KL divergence negative with AMP

dominikschmidt · April 16, 2022, 11:47am

I’m computing the KL divergence between two categorical distributions using torch.distributions.kl.kl_divergence. When using AMP, the result for my particular inputs is frequently negative (>40% of cases), but only very rarely (<1%) when not using AMP. According to the autocast-op-reference however, kl_div should autocast to float32 anyway. I’m wondering whether this is an oversight and only applies to torch.nn.functional.kl_div and not to torch.distributions.kl.kl_divergence?

ptrblck · April 16, 2022, 10:23pm

Could you post a minimal, executable code snippet showing the usage of torch.distributions.kl.kl_divergence so that we could check which internal dtypes are used?
I’m currently unsure if this particular op is causing the issues or if its input is already problematic.

dominikschmidt · April 17, 2022, 1:38am

from torch.distributions import Categorical, kl_divergence
from torch.nn.functional import kl_div, log_softmax
import torch

l1 = torch.tensor([[1,2,3]], device='cuda', dtype=torch.float16)
l2 = torch.tensor([[1.01,2,3]], device='cuda', dtype=torch.float16)

print('NO AMP:')
print(kl_divergence(Categorical(logits=l1), 
                    Categorical(logits=l2)).item())
print(kl_div(log_softmax(l2, dim=-1), 
             log_softmax(l1, dim=-1), 
             reduction='batchmean', log_target=True).item())
print(Categorical(logits=l1).logits.dtype, 
      log_softmax(l1, dim=-1).dtype)


with torch.cuda.amp.autocast():
    print('\nAMP:')
    print(kl_divergence(Categorical(logits=l1), 
                        Categorical(logits=l2)).item())
    print(kl_div(log_softmax(l2, dim=-1), 
                 log_softmax(l1, dim=-1), 
                 reduction='batchmean', log_target=True).item())
    print(Categorical(logits=l1).logits.dtype, 
          log_softmax(l1, dim=-1).dtype)


NO AMP:
-0.0008792877197265625
-0.00015211105346679688
torch.float16 torch.float16

AMP:
-0.0008792047156020999
3.946683136746287e-06
torch.float16 torch.float32

(correct kl-div should be ~4.1e-06)

You’re right. It seems that neither result is correct when the inputs are already in float16. When using autocast, log_softmax casts to float32, that’s why it seemed that nn.functional.kl_div was correct. For this example, the results from functional.kl_div are always better than distributions.kl_divergence, whether inputs are both in float32, float16, or mixed.

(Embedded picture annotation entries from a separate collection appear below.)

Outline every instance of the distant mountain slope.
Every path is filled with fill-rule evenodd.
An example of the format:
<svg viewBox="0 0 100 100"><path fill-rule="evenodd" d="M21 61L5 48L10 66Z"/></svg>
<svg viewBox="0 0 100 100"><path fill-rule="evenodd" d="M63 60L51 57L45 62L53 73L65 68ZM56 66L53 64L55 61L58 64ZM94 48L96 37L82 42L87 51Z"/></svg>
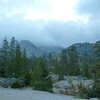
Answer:
<svg viewBox="0 0 100 100"><path fill-rule="evenodd" d="M58 54L62 48L54 46L36 46L28 40L20 41L22 50L25 48L29 58L48 55L49 53Z"/></svg>
<svg viewBox="0 0 100 100"><path fill-rule="evenodd" d="M28 40L22 40L20 41L20 45L22 49L26 49L29 58L42 56L42 51L37 48L32 42Z"/></svg>
<svg viewBox="0 0 100 100"><path fill-rule="evenodd" d="M85 54L87 54L88 56L93 56L93 47L95 44L93 43L77 43L77 44L73 44L72 46L75 46L77 49L77 53L78 56L83 56ZM69 48L71 48L72 46L66 48L66 50L68 51Z"/></svg>

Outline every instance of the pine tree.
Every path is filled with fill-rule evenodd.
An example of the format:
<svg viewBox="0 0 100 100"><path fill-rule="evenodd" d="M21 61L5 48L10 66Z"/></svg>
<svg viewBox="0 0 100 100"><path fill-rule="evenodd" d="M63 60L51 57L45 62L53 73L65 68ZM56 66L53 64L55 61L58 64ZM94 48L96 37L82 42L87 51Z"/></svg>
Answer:
<svg viewBox="0 0 100 100"><path fill-rule="evenodd" d="M64 75L68 75L69 71L69 61L66 50L62 50L61 58L60 58L60 64L62 67L62 72Z"/></svg>
<svg viewBox="0 0 100 100"><path fill-rule="evenodd" d="M62 80L64 78L64 68L58 58L54 59L53 66L53 73L59 75L59 80Z"/></svg>
<svg viewBox="0 0 100 100"><path fill-rule="evenodd" d="M15 52L15 66L14 66L15 76L18 77L21 75L21 71L22 71L21 67L22 67L22 53L21 53L20 45L17 42L16 52Z"/></svg>
<svg viewBox="0 0 100 100"><path fill-rule="evenodd" d="M15 70L15 52L16 52L16 40L14 37L11 38L10 42L10 66L9 66L9 75L13 76Z"/></svg>
<svg viewBox="0 0 100 100"><path fill-rule="evenodd" d="M49 72L42 58L39 58L32 76L32 86L34 89L51 91L52 80L49 77Z"/></svg>
<svg viewBox="0 0 100 100"><path fill-rule="evenodd" d="M2 70L4 72L3 76L7 76L8 72L8 68L9 68L9 43L5 37L5 39L3 40L3 44L2 44L2 48L1 48L1 67Z"/></svg>
<svg viewBox="0 0 100 100"><path fill-rule="evenodd" d="M70 69L69 75L80 75L80 67L76 47L73 45L69 49Z"/></svg>
<svg viewBox="0 0 100 100"><path fill-rule="evenodd" d="M100 76L100 41L95 43L94 46L94 74Z"/></svg>

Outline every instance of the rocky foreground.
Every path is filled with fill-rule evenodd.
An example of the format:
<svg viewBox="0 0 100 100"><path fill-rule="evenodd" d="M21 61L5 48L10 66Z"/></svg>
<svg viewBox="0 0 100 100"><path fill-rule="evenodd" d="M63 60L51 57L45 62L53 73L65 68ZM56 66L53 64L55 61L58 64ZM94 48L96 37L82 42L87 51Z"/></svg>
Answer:
<svg viewBox="0 0 100 100"><path fill-rule="evenodd" d="M32 89L0 88L0 100L87 100Z"/></svg>

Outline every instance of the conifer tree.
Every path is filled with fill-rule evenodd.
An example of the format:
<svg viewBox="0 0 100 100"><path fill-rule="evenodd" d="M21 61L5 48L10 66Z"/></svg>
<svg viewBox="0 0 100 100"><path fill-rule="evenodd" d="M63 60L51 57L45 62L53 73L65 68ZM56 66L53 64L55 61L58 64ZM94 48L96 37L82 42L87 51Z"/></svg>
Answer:
<svg viewBox="0 0 100 100"><path fill-rule="evenodd" d="M4 72L3 76L7 76L7 70L8 70L8 66L9 66L9 43L5 37L5 39L3 40L3 44L2 44L2 48L1 48L1 66L2 66L2 70Z"/></svg>
<svg viewBox="0 0 100 100"><path fill-rule="evenodd" d="M80 67L78 62L78 55L75 46L71 46L69 49L69 61L70 61L70 75L80 75Z"/></svg>
<svg viewBox="0 0 100 100"><path fill-rule="evenodd" d="M95 43L94 46L94 74L100 76L100 41Z"/></svg>
<svg viewBox="0 0 100 100"><path fill-rule="evenodd" d="M38 58L37 60L32 76L32 85L37 90L51 91L52 80L49 77L47 66L42 58Z"/></svg>

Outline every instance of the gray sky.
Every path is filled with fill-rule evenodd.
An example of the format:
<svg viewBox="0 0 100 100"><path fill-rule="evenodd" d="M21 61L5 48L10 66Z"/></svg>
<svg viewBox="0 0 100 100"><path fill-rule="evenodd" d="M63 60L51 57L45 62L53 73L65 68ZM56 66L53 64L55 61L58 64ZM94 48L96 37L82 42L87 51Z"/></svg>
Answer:
<svg viewBox="0 0 100 100"><path fill-rule="evenodd" d="M0 0L0 41L69 46L100 39L100 0Z"/></svg>

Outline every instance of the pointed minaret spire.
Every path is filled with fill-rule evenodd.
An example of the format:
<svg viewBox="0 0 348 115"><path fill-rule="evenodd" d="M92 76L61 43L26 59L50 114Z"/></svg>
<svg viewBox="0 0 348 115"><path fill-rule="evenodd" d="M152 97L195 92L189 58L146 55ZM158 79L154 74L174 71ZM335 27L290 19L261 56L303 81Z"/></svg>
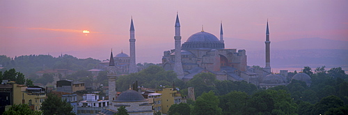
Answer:
<svg viewBox="0 0 348 115"><path fill-rule="evenodd" d="M134 35L134 26L133 24L133 17L131 19L131 26L129 29L129 73L138 72L138 69L135 64L135 35Z"/></svg>
<svg viewBox="0 0 348 115"><path fill-rule="evenodd" d="M220 24L220 41L223 43L223 32L222 30L222 21Z"/></svg>
<svg viewBox="0 0 348 115"><path fill-rule="evenodd" d="M176 12L175 27L180 27L180 21L179 21L179 15L177 12Z"/></svg>
<svg viewBox="0 0 348 115"><path fill-rule="evenodd" d="M133 17L131 19L131 27L129 30L134 30L134 26L133 25Z"/></svg>
<svg viewBox="0 0 348 115"><path fill-rule="evenodd" d="M264 67L264 70L268 73L271 73L271 52L270 52L270 44L269 41L269 30L268 28L268 19L267 19L267 26L266 27L266 41L264 42L266 44L266 67Z"/></svg>
<svg viewBox="0 0 348 115"><path fill-rule="evenodd" d="M113 55L112 55L112 48L111 48L111 55L110 55L110 62L109 62L109 66L115 66L115 62L113 61Z"/></svg>
<svg viewBox="0 0 348 115"><path fill-rule="evenodd" d="M266 35L269 35L269 30L268 29L268 19L267 19L267 27L266 28Z"/></svg>
<svg viewBox="0 0 348 115"><path fill-rule="evenodd" d="M184 78L184 70L182 69L182 64L181 63L181 35L180 35L180 23L179 21L179 16L176 14L175 21L175 59L174 61L174 72L176 73L177 78L180 80Z"/></svg>

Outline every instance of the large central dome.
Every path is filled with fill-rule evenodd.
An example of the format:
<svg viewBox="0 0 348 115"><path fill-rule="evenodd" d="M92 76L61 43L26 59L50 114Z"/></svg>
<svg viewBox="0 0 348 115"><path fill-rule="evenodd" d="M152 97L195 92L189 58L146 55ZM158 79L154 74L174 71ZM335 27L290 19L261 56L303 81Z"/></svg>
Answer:
<svg viewBox="0 0 348 115"><path fill-rule="evenodd" d="M223 42L214 35L201 31L191 35L182 46L182 49L224 48Z"/></svg>

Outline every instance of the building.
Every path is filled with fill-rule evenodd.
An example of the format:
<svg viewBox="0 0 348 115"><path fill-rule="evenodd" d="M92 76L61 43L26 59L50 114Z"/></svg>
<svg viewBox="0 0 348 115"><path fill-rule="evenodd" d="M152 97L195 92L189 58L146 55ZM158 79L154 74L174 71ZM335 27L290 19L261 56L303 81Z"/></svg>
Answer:
<svg viewBox="0 0 348 115"><path fill-rule="evenodd" d="M104 97L100 99L99 95L95 94L84 94L84 100L77 105L77 114L98 114L102 109L107 108L109 100Z"/></svg>
<svg viewBox="0 0 348 115"><path fill-rule="evenodd" d="M148 94L148 99L150 104L152 104L152 109L155 112L162 113L162 94L159 93Z"/></svg>
<svg viewBox="0 0 348 115"><path fill-rule="evenodd" d="M122 92L115 100L110 103L108 109L102 112L101 114L113 114L117 109L125 106L129 115L152 115L152 105L148 103L141 93L129 89ZM109 113L109 114L108 114Z"/></svg>
<svg viewBox="0 0 348 115"><path fill-rule="evenodd" d="M110 67L109 67L109 63L113 63L113 67L115 69L115 73L117 74L129 74L132 73L136 73L139 71L141 68L136 67L136 53L135 53L135 30L134 26L133 24L133 19L131 19L131 25L129 29L129 54L128 55L121 51L121 53L115 55L115 57L110 57L109 61L103 61L100 62L99 68L109 71ZM112 50L111 50L112 53Z"/></svg>
<svg viewBox="0 0 348 115"><path fill-rule="evenodd" d="M248 78L246 51L225 48L222 23L220 39L202 28L200 32L191 35L182 44L177 15L175 28L175 48L164 51L162 57L162 67L166 70L173 70L178 78L184 81L201 72L212 73L221 80Z"/></svg>
<svg viewBox="0 0 348 115"><path fill-rule="evenodd" d="M26 87L24 85L0 85L1 113L13 105L28 104L33 110L40 111L41 104L46 98L45 89L40 87Z"/></svg>
<svg viewBox="0 0 348 115"><path fill-rule="evenodd" d="M79 99L76 94L70 94L62 91L52 91L49 93L53 94L59 98L61 98L62 100L70 103L71 106L72 106L73 107L72 112L74 114L77 114L77 102Z"/></svg>
<svg viewBox="0 0 348 115"><path fill-rule="evenodd" d="M161 109L161 112L164 114L168 114L169 108L173 104L187 103L187 98L182 97L181 94L173 88L162 88L161 89L156 90L156 93L161 94L162 100L159 101L159 103L161 104L161 107L160 108Z"/></svg>
<svg viewBox="0 0 348 115"><path fill-rule="evenodd" d="M85 83L81 82L74 82L69 80L62 80L57 81L56 91L62 91L72 94L77 91L85 90Z"/></svg>
<svg viewBox="0 0 348 115"><path fill-rule="evenodd" d="M312 83L311 79L312 78L308 74L300 72L294 75L294 76L292 76L292 78L291 80L303 81L306 82L307 86L310 86L310 84Z"/></svg>

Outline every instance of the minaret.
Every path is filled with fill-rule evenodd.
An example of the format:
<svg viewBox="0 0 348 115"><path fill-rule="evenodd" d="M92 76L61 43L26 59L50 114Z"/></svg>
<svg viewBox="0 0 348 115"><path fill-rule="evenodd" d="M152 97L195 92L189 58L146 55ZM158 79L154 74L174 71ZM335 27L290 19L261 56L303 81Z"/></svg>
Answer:
<svg viewBox="0 0 348 115"><path fill-rule="evenodd" d="M182 79L184 78L184 71L181 64L181 36L180 36L180 22L179 21L179 16L176 14L175 21L175 60L174 63L174 71L177 76L177 78Z"/></svg>
<svg viewBox="0 0 348 115"><path fill-rule="evenodd" d="M220 41L223 43L223 33L222 30L222 21L221 21L221 24L220 24Z"/></svg>
<svg viewBox="0 0 348 115"><path fill-rule="evenodd" d="M107 69L107 76L109 78L109 100L111 102L116 99L116 70L115 62L113 61L113 56L112 55L112 50ZM112 105L112 103L109 103L109 105Z"/></svg>
<svg viewBox="0 0 348 115"><path fill-rule="evenodd" d="M134 38L134 26L133 25L133 18L131 19L130 26L130 38L129 38L129 73L138 72L136 65L135 64L135 38Z"/></svg>
<svg viewBox="0 0 348 115"><path fill-rule="evenodd" d="M269 41L269 30L268 29L268 20L267 20L267 27L266 28L266 67L264 70L268 73L271 73L271 57L270 57L270 46L271 41Z"/></svg>

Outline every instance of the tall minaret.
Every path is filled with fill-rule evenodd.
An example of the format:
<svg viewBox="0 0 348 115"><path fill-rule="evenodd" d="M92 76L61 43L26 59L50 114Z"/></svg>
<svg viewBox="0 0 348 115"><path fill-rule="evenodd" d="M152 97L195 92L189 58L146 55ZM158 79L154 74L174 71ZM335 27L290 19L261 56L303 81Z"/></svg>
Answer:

I suppose in an autocast region:

Categorical should compute logits in float32 (like log_softmax)?
and both kl-div functions should cast inputs to float32?

ptrblck · April 19, 2022, 5:49am

Thanks for the update and the great debugging!
Indeed it looks strange that kl_divergence(Categorical()) seems to be giving a worse numerical stability than the kl_div counterpart. We’ll check how the internal implementations are used.